Das DRSC-Präsidium besteht aus einem hauptamtlichen Mitglied. Derzeit hat Prof. Dr. Andreas Barckow das Amt des Präsidenten inne. Er ist der gesetzliche Vertreter des Vereins gemäß § 26 BGB und leitet die 2 Fachausschüsse ohne Stimmrecht.

  • Der HGB-Fachausschuss besteht aus 7 Mitgliedern mit besonderer Fachkenntnis im Bereich der nationalen Rechnungslegung. Diese sind Rechnungsleger aus allen Bezugsgruppen und werden für die Dauer von 5 Jahren gewählt. Das BMJ hat einen Gaststatus und ist somit schon früh in die Überlegungen eingebunden. Zentrale Aufgabe des HGB-Fachausschusses ist die Erstellung und Verabschiedung der Deutschen Rechnungslegungsstandards (DRS).

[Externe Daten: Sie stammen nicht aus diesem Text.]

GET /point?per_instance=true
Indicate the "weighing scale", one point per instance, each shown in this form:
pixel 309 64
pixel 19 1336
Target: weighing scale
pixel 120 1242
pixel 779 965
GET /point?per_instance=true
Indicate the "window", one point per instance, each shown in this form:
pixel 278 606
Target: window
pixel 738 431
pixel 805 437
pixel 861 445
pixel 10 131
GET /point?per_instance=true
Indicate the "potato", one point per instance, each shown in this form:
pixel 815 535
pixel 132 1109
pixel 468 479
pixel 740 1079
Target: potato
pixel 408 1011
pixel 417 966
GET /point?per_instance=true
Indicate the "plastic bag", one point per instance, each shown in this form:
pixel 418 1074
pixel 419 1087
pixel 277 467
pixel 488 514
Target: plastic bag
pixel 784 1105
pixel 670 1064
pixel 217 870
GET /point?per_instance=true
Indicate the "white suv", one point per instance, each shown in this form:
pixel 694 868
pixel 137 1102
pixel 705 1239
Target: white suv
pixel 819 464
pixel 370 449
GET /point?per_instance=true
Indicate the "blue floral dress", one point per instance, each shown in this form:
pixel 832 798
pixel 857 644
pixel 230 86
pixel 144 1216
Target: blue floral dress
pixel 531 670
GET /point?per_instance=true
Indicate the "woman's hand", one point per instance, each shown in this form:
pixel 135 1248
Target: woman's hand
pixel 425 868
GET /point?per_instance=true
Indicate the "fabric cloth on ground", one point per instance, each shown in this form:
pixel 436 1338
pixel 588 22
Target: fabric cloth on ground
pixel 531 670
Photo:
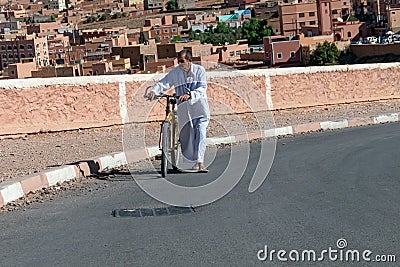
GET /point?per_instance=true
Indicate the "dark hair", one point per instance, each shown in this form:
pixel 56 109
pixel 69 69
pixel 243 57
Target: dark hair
pixel 186 53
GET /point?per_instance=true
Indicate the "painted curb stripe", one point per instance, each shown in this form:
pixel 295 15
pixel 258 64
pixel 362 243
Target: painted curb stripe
pixel 153 151
pixel 61 175
pixel 278 131
pixel 11 192
pixel 113 160
pixel 221 140
pixel 394 117
pixel 332 125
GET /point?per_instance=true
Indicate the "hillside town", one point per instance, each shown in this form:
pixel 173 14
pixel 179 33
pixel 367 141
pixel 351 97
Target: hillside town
pixel 66 38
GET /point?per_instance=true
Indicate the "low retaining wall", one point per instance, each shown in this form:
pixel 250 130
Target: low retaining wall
pixel 54 104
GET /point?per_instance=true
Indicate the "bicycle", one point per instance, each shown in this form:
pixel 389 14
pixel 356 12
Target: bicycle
pixel 169 134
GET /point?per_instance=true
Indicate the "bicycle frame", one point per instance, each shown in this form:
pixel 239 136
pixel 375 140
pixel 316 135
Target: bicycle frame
pixel 170 117
pixel 169 134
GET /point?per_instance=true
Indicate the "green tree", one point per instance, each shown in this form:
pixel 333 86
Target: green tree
pixel 217 36
pixel 142 38
pixel 325 54
pixel 172 5
pixel 176 38
pixel 90 19
pixel 255 29
pixel 103 17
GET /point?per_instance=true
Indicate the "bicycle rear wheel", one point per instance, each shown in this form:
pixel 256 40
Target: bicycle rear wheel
pixel 165 144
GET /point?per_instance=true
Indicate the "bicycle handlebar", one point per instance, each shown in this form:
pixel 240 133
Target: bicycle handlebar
pixel 161 95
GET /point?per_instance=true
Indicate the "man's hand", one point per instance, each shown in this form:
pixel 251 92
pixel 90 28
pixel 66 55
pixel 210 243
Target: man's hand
pixel 184 97
pixel 151 95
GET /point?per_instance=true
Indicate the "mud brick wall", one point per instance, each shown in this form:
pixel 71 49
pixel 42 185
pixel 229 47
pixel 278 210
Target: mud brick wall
pixel 67 103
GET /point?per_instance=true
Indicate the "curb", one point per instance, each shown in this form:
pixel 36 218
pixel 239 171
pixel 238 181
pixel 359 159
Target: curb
pixel 13 190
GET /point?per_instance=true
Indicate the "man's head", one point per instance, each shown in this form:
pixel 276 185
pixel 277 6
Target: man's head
pixel 185 59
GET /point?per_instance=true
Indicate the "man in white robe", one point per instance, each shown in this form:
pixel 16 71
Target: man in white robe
pixel 190 84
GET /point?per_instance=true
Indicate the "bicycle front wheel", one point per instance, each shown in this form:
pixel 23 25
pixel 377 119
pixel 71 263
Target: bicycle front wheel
pixel 165 144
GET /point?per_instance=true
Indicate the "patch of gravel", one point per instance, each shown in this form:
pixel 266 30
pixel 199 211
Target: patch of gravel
pixel 37 152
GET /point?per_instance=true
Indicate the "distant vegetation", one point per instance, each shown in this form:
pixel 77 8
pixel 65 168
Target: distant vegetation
pixel 105 16
pixel 253 30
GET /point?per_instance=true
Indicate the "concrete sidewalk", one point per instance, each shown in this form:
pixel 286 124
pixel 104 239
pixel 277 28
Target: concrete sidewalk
pixel 13 190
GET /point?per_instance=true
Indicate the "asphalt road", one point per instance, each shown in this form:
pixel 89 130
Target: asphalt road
pixel 322 187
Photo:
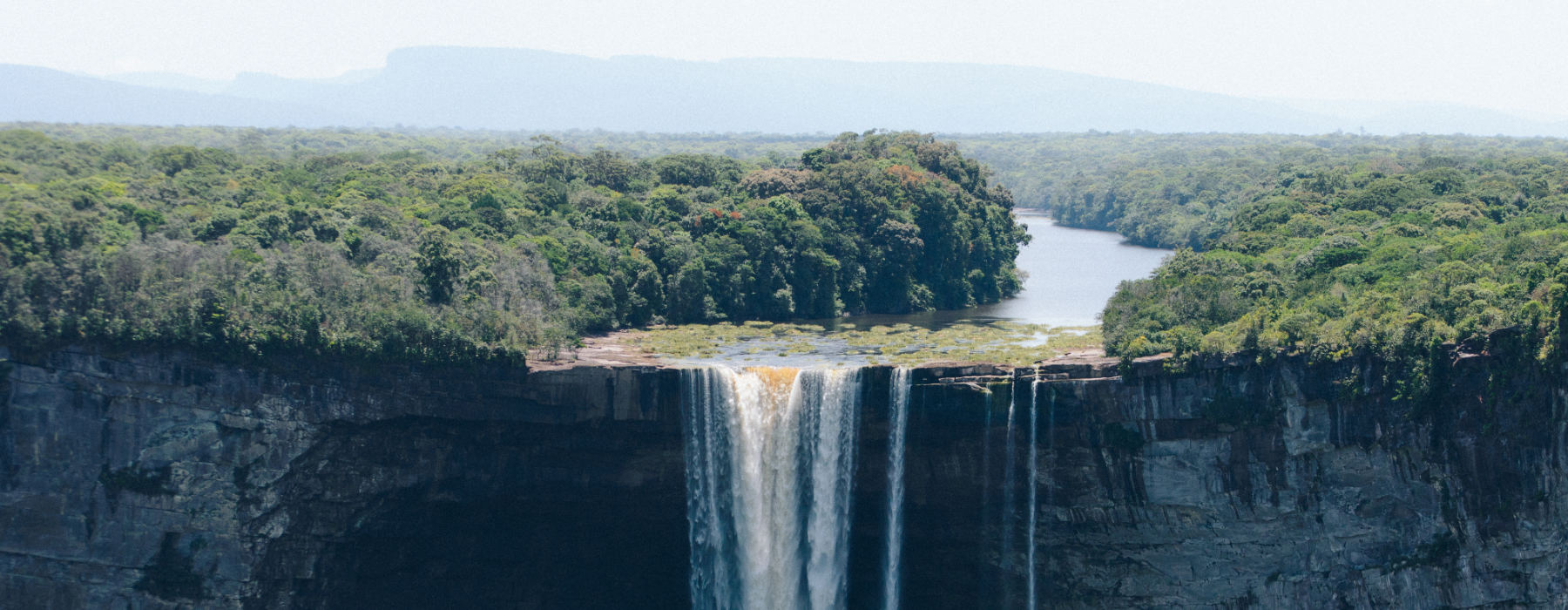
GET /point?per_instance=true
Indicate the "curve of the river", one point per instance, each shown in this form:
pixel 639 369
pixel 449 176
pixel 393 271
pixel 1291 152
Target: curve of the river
pixel 1070 274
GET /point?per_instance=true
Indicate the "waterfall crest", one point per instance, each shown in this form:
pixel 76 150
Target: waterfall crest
pixel 897 425
pixel 770 460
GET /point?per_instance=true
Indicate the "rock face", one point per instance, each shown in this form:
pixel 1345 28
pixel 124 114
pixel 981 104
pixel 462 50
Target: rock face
pixel 164 480
pixel 168 480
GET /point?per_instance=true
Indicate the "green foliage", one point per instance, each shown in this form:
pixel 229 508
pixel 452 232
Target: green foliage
pixel 145 482
pixel 1397 253
pixel 466 247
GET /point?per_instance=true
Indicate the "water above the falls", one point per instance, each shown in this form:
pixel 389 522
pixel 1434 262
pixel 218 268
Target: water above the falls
pixel 770 460
pixel 1068 276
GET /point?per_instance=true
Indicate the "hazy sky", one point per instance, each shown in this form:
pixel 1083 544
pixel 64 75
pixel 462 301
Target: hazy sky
pixel 1490 54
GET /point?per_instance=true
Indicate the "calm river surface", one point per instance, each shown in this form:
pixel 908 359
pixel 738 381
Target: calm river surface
pixel 1070 276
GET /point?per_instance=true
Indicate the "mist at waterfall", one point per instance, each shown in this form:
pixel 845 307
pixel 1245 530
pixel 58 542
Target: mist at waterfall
pixel 770 460
pixel 897 429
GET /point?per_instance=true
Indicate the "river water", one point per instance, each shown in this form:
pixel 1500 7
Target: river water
pixel 1070 274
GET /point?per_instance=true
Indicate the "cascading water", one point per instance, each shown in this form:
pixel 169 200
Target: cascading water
pixel 1034 484
pixel 897 424
pixel 770 457
pixel 1009 510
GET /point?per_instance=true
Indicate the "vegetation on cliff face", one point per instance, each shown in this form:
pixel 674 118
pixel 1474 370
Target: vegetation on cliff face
pixel 430 253
pixel 1391 245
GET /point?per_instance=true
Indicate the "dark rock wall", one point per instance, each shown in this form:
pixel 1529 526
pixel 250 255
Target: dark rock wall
pixel 1246 485
pixel 164 480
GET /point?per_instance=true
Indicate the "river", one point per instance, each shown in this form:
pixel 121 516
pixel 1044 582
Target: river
pixel 1070 274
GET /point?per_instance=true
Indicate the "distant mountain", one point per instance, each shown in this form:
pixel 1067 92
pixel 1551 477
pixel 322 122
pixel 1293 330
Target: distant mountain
pixel 511 88
pixel 44 94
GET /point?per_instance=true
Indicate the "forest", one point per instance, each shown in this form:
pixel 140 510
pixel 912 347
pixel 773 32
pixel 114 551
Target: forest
pixel 1335 247
pixel 425 248
pixel 458 243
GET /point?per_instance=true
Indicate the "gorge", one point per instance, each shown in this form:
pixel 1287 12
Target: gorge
pixel 162 478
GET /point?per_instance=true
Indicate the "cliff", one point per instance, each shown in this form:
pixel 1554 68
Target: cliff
pixel 168 480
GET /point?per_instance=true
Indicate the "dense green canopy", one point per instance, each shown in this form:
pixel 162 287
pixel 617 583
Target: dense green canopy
pixel 431 251
pixel 1333 245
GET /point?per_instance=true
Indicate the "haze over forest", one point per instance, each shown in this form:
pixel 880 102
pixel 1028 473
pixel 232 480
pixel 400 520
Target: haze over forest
pixel 517 88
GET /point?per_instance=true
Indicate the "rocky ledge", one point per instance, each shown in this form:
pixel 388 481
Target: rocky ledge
pixel 162 478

Zudem können Stellungnahmen an EU, das BMJ und die EFRAG gerichtet werden und das BMJ ist bezüglich der Fortentwicklung der HGB-Rechnungslegung sowie der EU-Rechnungslegungsrichtlinien zu beraten.
  • Der IFRS-Fachausschuss besteht analog auch aus 7 Mitgliedern und ist primär für die Vertretung deutscher Interessen im Rahmen der Fortentwicklung der internationalen Rechnungslegung zuständig. Konkret haben IFRS Interpretationen nach § 315e HGB zu erfolgen und es sind Stellungnahmen an IASB, IFRIC und EFRAG zu verfassen. Zudem ist das BMJ zu Belangen der IFRS und ebenfalls von Rechnungslegungsrichtlinien zu beraten.

Die Fachausschüsse treffen die Entscheidungen mit 2/3-Mehrheit.[3] Die Fachausschüsse werden unterstützt von einem Mitarbeiterstab sowie einem wissenschaftlichen Beirat. Letzterer besteht aus Personen, die der Verwaltungsrat in Abstimmung mit dem Präsidium ernennt und die eine herausragende wissenschaftliche Fachkompetenz und Erfahrung im Bereich der Rechnungslegung haben müssen. Die Mitglieder des wissenschaftlichen Beirats sind berechtigt, an den Fachausschusssitzungen beratend teilzunehmen.

Fallweise können vom DRSC Arbeitsgruppen zu speziellen Themen eingesetzt werden, die Verlautbarungen für die Fachausschüsse vorbereiten.

[1] Vgl. Barckow, in Bertram/Brinkmann/Kessler/Müller, Haufe HGB Bilanz Kommentar, 10. Aufl. 2019, § 342 HGB Rz. 9.